Q: 'How is the weather?'
A: 'Well, I think it's going to be CLOUDY'

But it might be that you'll see couple of bigger clouds in the sky rather than scattered smaller clouds. At least when you look what the giants are doing at the moment. According to the IDC press release about the Platfom-as-a-Service (Paas),  the market is going to grow to over $14 billion in 2017. The total market is going to be segmented into six competitive sub-markets: application platform-as-a-service, database platform-as-a-service, integration platform-as-a-service, business process management platform-as-a-service, cloud testing and other platform-as-a-service. And guess who's in the top of the list of taking the biggest shares from it? Microsoft Azure, Google Compute Engine and Amazon Web Services. They are there already. Next to them there are many players wanting to get their share like Oracle and IBM and many other vendors knocking at the door building their cloud based platforms.

This all will change everything. Not only the way we consume IT. But also the way we need to build the infrastructure. It's going to change not only the IT business, bringing a whole new era of services and applications and devices we didn't dream of. But it's hitting also the traditional business. It will eventually close down a lot of companies that are not following their time and developing their offering.

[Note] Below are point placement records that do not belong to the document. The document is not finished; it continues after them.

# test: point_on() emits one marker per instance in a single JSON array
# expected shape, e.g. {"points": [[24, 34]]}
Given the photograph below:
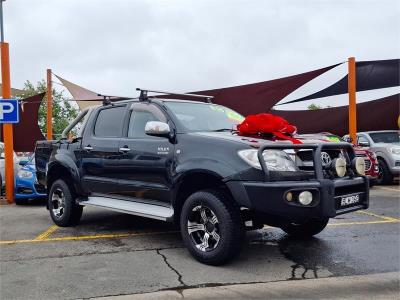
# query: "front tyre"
{"points": [[211, 227], [63, 210], [307, 229]]}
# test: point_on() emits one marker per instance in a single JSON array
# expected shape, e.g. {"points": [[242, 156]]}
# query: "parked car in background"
{"points": [[371, 162], [2, 167], [386, 145], [26, 184]]}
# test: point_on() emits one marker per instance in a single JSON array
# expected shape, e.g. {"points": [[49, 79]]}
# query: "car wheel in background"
{"points": [[211, 227], [306, 229], [63, 209], [384, 177]]}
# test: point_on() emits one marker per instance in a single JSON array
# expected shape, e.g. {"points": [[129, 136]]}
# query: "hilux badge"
{"points": [[162, 150], [325, 158]]}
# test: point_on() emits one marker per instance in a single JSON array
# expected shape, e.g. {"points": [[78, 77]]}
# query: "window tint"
{"points": [[109, 122], [138, 122]]}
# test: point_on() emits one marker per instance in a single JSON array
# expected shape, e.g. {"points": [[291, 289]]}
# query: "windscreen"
{"points": [[205, 116], [385, 137]]}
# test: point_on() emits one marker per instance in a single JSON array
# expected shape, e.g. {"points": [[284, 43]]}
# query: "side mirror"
{"points": [[155, 128], [347, 139], [363, 144]]}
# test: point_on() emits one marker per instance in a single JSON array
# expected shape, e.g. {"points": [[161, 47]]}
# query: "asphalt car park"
{"points": [[112, 254]]}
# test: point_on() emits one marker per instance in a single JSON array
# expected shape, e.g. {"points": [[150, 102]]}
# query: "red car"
{"points": [[371, 162]]}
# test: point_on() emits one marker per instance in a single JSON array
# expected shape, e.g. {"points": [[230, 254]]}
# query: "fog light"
{"points": [[359, 165], [340, 166], [305, 197], [289, 196]]}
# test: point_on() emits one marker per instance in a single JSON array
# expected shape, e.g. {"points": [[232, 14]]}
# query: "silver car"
{"points": [[386, 145]]}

Also those totally new ways of doing things with the new technology opportunities will drive some other business areas out of business. Not only happy things will come out from this development. People will need to adapt more and faster than ever before to keep up.

Customers don't necessarily even know they're not ready for the new era and the new usage of IT and data. The networks, the infrastructure, is not there yet. Not even close. The usability, accessibility, availability and cloud security will drive a major role in the future. Who are the companies today capable of building all this that we'll need tomorrow?

The big leading IT companies, the visionaries, will create the new market and the new demand. Many of the present companies are not ready for it. And many vendors we know will either be acquired or just will vanish from the market losing their business. The same thing that happen with Kodak in the camera and film industry. It's really time to wake up. This is the last call to get onto the train.